Je suis descendu dans la salle à manger. Mélior m'y attendait, pensive, son fidèle épervier perché sur la haute chaise en cèdre ouvragé où elle était assise. Il y avait un jambon entier, des pots remplis de mitonnades diverses, des fruits séchés et des épices, tous soigneusement alignés sur un grand linge. La Dame m'a regardé un instant, avant de porter son regard sur la fenêtre, l'air triste.
"J'ai rarement vu un damoiseau comme vous, sire Leonard…
- Heh, on ne devait pas croiser beaucoup d'informaticiens-thaumaturges pendant les croisades c'est sûr !
- On ne croise pas souvent de fée en ces éons non plus.
- C'est vrai."
Un long silence s'installa.

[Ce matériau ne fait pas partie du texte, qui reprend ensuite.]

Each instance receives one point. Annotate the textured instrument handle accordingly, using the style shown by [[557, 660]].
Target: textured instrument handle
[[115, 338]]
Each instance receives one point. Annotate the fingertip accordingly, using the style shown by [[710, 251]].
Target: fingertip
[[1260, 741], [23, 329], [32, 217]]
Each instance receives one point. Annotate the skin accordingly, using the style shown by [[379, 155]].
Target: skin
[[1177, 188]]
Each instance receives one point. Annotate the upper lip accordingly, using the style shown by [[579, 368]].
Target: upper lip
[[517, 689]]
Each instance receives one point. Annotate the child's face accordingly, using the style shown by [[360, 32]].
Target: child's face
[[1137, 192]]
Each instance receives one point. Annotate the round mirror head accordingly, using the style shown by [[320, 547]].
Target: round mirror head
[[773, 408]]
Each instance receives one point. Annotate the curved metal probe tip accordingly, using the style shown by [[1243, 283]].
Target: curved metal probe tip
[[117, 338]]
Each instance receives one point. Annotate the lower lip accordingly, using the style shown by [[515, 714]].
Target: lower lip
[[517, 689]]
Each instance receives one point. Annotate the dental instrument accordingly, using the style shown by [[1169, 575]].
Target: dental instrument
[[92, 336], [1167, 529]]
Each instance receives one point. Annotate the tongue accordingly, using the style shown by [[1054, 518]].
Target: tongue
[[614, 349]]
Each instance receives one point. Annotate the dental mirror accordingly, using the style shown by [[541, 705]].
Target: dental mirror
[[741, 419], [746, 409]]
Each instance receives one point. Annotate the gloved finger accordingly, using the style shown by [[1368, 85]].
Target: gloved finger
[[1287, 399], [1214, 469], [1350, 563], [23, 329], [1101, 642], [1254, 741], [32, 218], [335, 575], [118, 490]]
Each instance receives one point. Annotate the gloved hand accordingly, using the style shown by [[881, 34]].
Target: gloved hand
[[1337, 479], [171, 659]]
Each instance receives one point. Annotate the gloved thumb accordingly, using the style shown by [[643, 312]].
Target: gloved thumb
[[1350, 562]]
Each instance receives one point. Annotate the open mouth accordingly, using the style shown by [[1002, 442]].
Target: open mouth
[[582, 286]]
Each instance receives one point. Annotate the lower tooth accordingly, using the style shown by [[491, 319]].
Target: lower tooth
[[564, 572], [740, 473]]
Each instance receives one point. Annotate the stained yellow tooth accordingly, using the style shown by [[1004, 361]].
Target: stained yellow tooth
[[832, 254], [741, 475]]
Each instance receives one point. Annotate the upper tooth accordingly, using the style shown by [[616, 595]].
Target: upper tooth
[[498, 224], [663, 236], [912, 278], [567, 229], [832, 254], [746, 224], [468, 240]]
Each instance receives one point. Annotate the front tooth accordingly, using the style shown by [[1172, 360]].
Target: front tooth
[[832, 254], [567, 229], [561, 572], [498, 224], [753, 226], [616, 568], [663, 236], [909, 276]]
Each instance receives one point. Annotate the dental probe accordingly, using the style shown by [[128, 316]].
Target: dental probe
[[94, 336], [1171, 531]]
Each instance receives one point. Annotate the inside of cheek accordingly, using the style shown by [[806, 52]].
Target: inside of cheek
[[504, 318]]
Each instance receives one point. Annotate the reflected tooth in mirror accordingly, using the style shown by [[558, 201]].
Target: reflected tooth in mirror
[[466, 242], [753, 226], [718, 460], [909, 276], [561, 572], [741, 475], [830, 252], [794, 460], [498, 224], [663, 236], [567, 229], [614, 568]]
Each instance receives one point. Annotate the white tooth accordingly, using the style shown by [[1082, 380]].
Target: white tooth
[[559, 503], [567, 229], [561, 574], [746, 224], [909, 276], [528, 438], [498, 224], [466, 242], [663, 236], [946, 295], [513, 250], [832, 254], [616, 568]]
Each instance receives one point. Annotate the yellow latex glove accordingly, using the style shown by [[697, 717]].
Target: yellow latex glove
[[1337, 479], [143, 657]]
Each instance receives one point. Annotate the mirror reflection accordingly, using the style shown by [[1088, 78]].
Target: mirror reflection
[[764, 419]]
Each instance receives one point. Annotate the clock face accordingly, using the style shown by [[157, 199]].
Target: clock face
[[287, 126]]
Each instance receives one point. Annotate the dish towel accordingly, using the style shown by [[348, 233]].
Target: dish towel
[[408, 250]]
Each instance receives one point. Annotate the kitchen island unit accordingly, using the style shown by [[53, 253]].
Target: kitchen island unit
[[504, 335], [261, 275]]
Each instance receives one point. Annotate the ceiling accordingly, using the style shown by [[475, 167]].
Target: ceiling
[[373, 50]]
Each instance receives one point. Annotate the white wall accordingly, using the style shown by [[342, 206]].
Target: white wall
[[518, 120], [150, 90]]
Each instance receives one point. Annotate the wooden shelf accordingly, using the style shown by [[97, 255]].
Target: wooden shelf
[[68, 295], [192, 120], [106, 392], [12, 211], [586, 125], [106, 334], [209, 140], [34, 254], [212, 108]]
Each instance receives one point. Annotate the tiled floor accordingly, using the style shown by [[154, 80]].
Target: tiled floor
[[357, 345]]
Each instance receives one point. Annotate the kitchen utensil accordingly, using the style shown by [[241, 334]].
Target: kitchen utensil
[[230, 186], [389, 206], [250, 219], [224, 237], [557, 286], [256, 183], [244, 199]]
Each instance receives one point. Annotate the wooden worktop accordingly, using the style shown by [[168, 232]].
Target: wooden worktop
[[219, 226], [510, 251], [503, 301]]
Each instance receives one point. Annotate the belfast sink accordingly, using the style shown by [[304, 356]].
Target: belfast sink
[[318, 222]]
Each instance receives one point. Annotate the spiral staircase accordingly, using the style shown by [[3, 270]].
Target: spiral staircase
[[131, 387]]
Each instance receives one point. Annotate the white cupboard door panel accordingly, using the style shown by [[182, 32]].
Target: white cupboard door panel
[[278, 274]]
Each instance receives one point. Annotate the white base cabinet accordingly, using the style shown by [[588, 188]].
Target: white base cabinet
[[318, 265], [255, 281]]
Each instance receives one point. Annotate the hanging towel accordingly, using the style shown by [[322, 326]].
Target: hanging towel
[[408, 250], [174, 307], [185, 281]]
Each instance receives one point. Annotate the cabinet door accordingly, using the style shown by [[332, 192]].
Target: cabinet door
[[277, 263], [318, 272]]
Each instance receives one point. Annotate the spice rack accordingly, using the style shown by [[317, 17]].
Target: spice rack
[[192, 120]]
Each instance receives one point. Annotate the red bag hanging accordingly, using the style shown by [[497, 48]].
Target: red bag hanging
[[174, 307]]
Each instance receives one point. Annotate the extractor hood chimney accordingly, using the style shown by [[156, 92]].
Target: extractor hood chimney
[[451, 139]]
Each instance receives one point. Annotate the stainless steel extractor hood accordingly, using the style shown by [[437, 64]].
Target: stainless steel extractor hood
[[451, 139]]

Les grondements de la tempête se faisaient plus distincts. On savait tous les deux ce qu'il restait à faire.
"Je dois y aller.
- Je vais vous aider pour le paquetage, venez !
- Qu'est-ce que tu vas devenir, Mélior ?
- Est-ce vraiment le moment, sire Leonard ?
- Oui. Je pourrai pas demander après."
Elle a interrompu un instant le mouvement de ses mains, qui volaient de conserves en denrées pour les empiler de la façon la plus ordonnée possible dans un sac clairement pas fait pour.
"Je ne sais pas… Je pense que ma vie s'arrêtera là ? Sans humains pour les entretenir, les légendes meurent. Vous serez probablement le dernier à garder souvenir de la Dame du château de l'Épervier."
Elle avait l'air un peu triste, mais sereine. J'ai terminé de bourrer le sac en silence et est venu le temps des adieux.
Elle est restée silencieuse. Je ne savais pas quoi dire. Je lui ai fait un bisou sur la joue, comme quand je déposais mon petit frère à l'école avant d'aller au collège.
"Merci Mélior."
J'ai démarré le scooter et ai foncé vers la nuit d'orage.